Licensed under the Apache License, Version 2.0 (the "License"); you may not use this file except in compliance with the License. You may obtain a copy of the License at
http://www.apache.org/licenses/LICENSE-2.0
Unless required by applicable law or agreed to in writing, software distributed under the License is distributed on an "AS IS" BASIS, WITHOUT WARRANTIES OR CONDITIONS OF ANY KIND, either express or implied. See the License for the specific language governing permissions and limitations under the License.
This is a Data Generator that will run in MapReduce to produce sample datasets that are configured by a json control file. Output can be directed to HDFS or to a Kafka Topic.

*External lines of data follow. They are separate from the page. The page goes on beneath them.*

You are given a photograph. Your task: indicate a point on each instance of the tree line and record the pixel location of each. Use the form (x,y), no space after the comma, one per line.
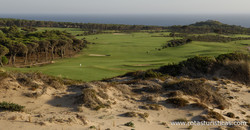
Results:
(36,47)
(210,27)
(85,26)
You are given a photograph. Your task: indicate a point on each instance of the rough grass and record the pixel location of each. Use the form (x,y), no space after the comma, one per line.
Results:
(90,100)
(156,107)
(215,115)
(177,102)
(197,88)
(127,51)
(238,71)
(7,106)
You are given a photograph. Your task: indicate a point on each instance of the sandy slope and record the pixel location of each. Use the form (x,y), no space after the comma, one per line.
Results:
(57,109)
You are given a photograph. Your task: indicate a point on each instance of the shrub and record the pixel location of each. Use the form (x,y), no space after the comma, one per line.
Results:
(199,89)
(178,102)
(152,107)
(181,120)
(238,71)
(232,57)
(3,75)
(5,60)
(144,74)
(215,115)
(10,106)
(198,64)
(230,114)
(136,114)
(171,69)
(130,124)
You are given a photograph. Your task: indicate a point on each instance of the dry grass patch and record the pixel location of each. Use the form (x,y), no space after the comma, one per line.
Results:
(90,100)
(178,102)
(199,89)
(156,107)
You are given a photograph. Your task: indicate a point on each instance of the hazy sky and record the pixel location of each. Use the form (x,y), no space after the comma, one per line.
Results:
(124,6)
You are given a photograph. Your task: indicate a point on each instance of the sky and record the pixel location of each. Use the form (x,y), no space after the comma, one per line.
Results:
(124,7)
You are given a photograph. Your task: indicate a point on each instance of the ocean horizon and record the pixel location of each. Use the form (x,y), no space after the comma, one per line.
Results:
(136,19)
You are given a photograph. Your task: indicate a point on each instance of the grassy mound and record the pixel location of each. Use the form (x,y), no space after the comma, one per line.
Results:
(90,100)
(199,89)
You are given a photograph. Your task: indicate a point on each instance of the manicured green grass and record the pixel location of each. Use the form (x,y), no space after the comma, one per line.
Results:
(128,52)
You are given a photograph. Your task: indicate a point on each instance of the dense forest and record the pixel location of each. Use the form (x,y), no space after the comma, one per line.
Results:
(36,47)
(84,26)
(210,27)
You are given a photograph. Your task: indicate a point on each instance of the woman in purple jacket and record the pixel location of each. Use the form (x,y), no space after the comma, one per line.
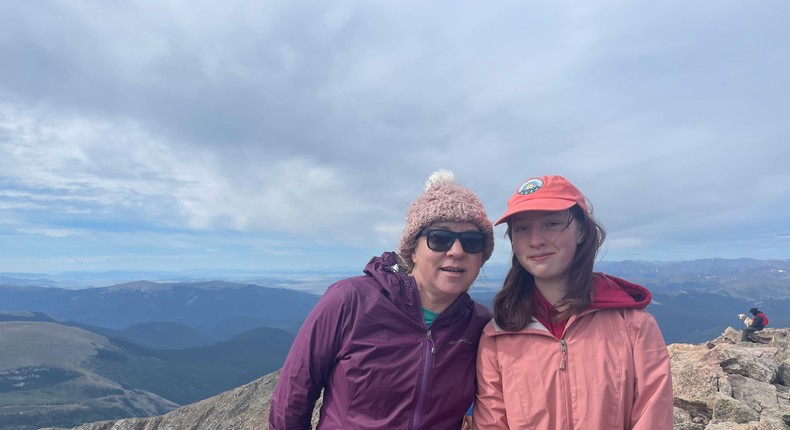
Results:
(395,348)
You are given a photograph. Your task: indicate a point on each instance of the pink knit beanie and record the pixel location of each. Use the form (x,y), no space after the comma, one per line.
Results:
(444,200)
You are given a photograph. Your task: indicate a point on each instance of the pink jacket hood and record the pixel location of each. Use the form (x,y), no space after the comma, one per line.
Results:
(615,293)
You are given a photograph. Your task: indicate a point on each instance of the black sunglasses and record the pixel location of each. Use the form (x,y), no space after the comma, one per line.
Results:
(472,242)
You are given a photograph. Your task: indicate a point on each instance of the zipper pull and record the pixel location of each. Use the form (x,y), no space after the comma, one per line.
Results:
(564,351)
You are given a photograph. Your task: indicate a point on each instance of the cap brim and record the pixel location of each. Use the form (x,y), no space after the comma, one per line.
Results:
(536,205)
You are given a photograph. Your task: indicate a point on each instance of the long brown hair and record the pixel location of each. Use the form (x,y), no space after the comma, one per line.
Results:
(513,303)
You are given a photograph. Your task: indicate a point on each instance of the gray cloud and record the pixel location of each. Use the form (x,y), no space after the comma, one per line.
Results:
(322,120)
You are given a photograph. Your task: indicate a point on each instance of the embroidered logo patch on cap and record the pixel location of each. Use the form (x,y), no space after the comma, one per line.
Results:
(530,186)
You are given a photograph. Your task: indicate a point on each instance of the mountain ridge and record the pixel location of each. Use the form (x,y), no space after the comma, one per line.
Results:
(721,384)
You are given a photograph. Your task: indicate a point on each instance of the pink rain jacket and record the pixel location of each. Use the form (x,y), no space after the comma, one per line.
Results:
(610,370)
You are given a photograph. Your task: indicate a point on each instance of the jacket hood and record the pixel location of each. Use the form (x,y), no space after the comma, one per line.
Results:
(615,293)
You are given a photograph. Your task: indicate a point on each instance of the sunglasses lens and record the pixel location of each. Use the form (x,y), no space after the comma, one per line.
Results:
(440,240)
(473,242)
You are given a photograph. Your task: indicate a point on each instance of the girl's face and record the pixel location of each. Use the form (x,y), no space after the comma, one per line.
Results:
(545,243)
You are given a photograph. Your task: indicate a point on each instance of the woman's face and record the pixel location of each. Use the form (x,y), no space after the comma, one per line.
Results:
(545,243)
(442,276)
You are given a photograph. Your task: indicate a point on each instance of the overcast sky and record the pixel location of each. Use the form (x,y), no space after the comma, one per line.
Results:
(288,134)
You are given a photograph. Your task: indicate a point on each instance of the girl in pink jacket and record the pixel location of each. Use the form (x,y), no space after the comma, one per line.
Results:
(568,348)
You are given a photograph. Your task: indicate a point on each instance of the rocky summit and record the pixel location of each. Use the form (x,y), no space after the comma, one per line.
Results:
(722,384)
(725,384)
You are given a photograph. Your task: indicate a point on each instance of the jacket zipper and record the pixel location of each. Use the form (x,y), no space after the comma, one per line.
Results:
(565,384)
(430,350)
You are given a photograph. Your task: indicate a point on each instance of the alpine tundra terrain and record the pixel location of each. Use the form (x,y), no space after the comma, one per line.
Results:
(74,355)
(721,384)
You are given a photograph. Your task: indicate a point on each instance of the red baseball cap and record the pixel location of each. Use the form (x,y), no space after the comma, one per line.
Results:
(544,193)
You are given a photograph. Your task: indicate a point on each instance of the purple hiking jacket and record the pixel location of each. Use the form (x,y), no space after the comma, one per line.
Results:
(366,344)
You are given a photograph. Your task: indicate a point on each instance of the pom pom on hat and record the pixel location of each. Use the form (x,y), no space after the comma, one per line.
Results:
(444,199)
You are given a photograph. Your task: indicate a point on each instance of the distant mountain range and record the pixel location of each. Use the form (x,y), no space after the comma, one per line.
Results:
(154,345)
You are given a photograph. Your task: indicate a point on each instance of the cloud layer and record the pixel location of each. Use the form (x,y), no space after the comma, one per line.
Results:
(294,134)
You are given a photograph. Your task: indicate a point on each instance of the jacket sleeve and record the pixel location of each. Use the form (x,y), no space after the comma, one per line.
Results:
(652,407)
(489,405)
(309,364)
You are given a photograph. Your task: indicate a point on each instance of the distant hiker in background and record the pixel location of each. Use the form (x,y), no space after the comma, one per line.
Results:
(568,347)
(395,348)
(752,325)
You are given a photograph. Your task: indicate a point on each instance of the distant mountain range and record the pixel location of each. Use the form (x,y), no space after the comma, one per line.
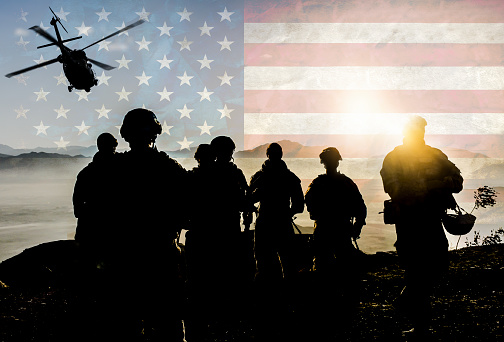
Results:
(290,150)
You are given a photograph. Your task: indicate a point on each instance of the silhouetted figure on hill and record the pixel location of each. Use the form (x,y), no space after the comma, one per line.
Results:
(215,252)
(420,181)
(230,194)
(280,196)
(336,205)
(91,199)
(150,211)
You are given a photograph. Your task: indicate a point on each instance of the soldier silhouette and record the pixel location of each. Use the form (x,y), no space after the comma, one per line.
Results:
(91,200)
(336,205)
(230,195)
(150,200)
(420,181)
(280,196)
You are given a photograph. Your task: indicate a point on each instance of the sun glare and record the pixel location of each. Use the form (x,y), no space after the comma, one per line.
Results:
(363,115)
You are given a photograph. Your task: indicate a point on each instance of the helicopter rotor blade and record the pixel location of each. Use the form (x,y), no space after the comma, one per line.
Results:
(101,65)
(44,34)
(43,64)
(58,19)
(136,23)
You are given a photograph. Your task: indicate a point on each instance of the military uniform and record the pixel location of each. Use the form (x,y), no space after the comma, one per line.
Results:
(420,181)
(280,196)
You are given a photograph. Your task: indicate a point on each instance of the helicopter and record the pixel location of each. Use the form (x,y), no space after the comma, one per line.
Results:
(76,65)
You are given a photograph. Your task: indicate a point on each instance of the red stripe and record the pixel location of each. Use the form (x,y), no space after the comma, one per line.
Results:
(372,190)
(384,101)
(325,55)
(368,146)
(376,11)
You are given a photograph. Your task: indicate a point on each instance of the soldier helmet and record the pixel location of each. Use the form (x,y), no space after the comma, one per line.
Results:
(204,152)
(274,151)
(330,154)
(223,143)
(140,123)
(414,124)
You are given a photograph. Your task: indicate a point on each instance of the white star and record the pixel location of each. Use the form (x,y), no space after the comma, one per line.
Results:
(184,44)
(62,143)
(225,112)
(225,15)
(184,79)
(143,44)
(45,28)
(143,79)
(23,15)
(185,112)
(103,79)
(22,42)
(22,78)
(166,128)
(205,29)
(40,60)
(82,95)
(83,128)
(61,79)
(164,29)
(205,94)
(103,15)
(205,62)
(165,63)
(121,27)
(41,129)
(83,29)
(103,112)
(41,95)
(185,144)
(62,14)
(225,44)
(21,112)
(185,15)
(225,79)
(123,62)
(104,45)
(143,15)
(61,112)
(205,129)
(165,95)
(123,94)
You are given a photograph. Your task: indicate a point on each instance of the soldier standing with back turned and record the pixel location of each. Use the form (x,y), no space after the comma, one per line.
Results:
(420,181)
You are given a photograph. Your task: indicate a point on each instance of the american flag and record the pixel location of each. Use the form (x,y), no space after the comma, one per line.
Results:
(185,63)
(318,72)
(349,73)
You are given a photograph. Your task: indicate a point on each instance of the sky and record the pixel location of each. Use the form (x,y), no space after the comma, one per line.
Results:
(172,64)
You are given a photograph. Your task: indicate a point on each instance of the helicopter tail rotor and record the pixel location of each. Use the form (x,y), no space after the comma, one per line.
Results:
(136,23)
(58,19)
(101,65)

A maven pom is provided and can be used to build the project with:
mvn clean install
This will also create a target/lib directory
with the jar's that need to be copied to HDFS to support the Mappers.
Are in the src/main/resources
directory and will be a part of the binary created from maven.
Load the Json configuration file into HDFS and then invoke bin/rungentool.sh
with the following switches.
Check Usage
17/11/21 15:15:24 INFO mapreduce.DataGenTool: No SINK specified, using DEFAULT (HDFS)
usage: hadoop jar
<jar-file>com.hortonworks.pso.data.generator.mapreduce.DataG
enTool
-count <count> total record count
-help This help
-jsonCfg <json config> control file
-mappers <mappers> parallelism
-output <output> Sink output information. HDFS-Output Directory
or Kafka-URL: kafka://<kafka host>/<topic> OR
kafka://kafka-server:9000,kafka-server2:9000/foo
bar
-sink <sink> Target Sink: (HDFS|KAFKA) default-HDFS
Using HDFS relative paths in example below to find the Json file in home directory and to create an output directory there as well.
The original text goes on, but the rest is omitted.